MobileRead Forums - View Single Post - Can you OCR the images inside of .pdf files?

Tex2002ans · 09-13-2014, 03:34 AM

Quote:

Originally Posted by shevirsy

But if you say "we got the message already" would you PLEASE answer the ones I asked, before you answer the ones I haven't asked?

I already linked to a Wikipedia article showing off a comparison of many different OCR programs in Post #13 right in this topic:

https://www.mobileread.com/forums/sho...2&postcount=13

Here is the Wikipedia link again:

https://en.wikipedia.org/wiki/Compar...ition_software

Most likely the only free OCR of note would be Tesseract (and most of the Free OCR programs out there would use (most likely an outdated) version of Tesseract in the backend).

I already explained many of the disadvantages of the free solutions above. Although you are free to read the Tesseract documentation and do much of the training/tweaking needed.

I personally would just err on the side of the paid OCR programs, ESPECIALLY when dealing with non-English works, or works with lots of accented characters.
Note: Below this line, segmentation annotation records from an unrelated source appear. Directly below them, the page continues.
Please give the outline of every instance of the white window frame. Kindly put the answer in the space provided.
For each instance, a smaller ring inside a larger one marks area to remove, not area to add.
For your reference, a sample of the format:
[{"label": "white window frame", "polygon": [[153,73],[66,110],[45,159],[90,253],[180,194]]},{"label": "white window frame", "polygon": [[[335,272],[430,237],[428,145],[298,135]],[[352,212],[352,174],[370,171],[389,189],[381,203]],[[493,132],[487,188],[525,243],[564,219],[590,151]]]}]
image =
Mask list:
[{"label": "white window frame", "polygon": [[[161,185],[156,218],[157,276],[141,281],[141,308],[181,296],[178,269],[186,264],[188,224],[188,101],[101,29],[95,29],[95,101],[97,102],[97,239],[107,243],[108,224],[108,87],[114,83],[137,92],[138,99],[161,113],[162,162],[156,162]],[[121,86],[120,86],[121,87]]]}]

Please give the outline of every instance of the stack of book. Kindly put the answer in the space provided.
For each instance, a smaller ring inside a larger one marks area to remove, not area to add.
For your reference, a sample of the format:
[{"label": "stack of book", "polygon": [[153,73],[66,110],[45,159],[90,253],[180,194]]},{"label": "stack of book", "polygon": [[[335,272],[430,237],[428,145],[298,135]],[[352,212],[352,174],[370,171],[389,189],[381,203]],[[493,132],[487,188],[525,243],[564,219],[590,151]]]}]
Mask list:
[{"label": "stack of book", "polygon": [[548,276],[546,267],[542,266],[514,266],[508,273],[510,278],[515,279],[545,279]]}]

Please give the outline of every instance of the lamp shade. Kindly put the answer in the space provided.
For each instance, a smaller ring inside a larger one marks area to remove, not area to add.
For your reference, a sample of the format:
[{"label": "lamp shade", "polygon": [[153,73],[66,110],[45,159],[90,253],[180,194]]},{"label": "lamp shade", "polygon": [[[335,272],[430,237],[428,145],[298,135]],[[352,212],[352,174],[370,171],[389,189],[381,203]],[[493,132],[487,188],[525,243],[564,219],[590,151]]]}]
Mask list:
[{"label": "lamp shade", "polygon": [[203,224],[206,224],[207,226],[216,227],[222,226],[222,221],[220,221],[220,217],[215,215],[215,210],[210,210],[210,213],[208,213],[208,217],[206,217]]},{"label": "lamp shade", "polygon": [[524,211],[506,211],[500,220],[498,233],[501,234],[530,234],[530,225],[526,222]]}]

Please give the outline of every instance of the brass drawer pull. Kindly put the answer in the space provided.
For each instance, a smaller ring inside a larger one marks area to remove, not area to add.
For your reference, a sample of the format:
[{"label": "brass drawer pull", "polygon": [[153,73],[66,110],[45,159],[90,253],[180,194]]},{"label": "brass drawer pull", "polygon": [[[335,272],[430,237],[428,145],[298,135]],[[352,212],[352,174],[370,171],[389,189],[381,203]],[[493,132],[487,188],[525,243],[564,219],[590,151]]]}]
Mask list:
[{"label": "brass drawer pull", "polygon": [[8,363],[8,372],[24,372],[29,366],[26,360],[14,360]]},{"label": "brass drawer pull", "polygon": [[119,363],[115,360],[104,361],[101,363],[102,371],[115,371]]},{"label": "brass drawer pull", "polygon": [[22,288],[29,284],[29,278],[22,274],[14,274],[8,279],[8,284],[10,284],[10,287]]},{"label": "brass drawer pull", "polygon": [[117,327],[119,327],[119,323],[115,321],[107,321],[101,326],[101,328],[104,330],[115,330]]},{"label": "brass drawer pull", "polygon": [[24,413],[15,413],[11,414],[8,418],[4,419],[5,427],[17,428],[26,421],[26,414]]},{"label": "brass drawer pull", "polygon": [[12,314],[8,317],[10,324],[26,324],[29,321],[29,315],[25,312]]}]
While the proprietary OCR programs are not zero dollars initially, they would save you A TON of time in all of your post-OCR processing steps (which is where you WILL spend most of your time). The more accurate/clean you can get your input, you will have to spend MUCH less time cleaning, and getting the document into a readable state.

Besides that, you can use GIMP/Inkscape/Imagemagick in order to manipulate the images fine.

I prefer using all free software over proprietary whenever I can, but sadly, OCR is just one area where the free solutions don't hold much of a candle.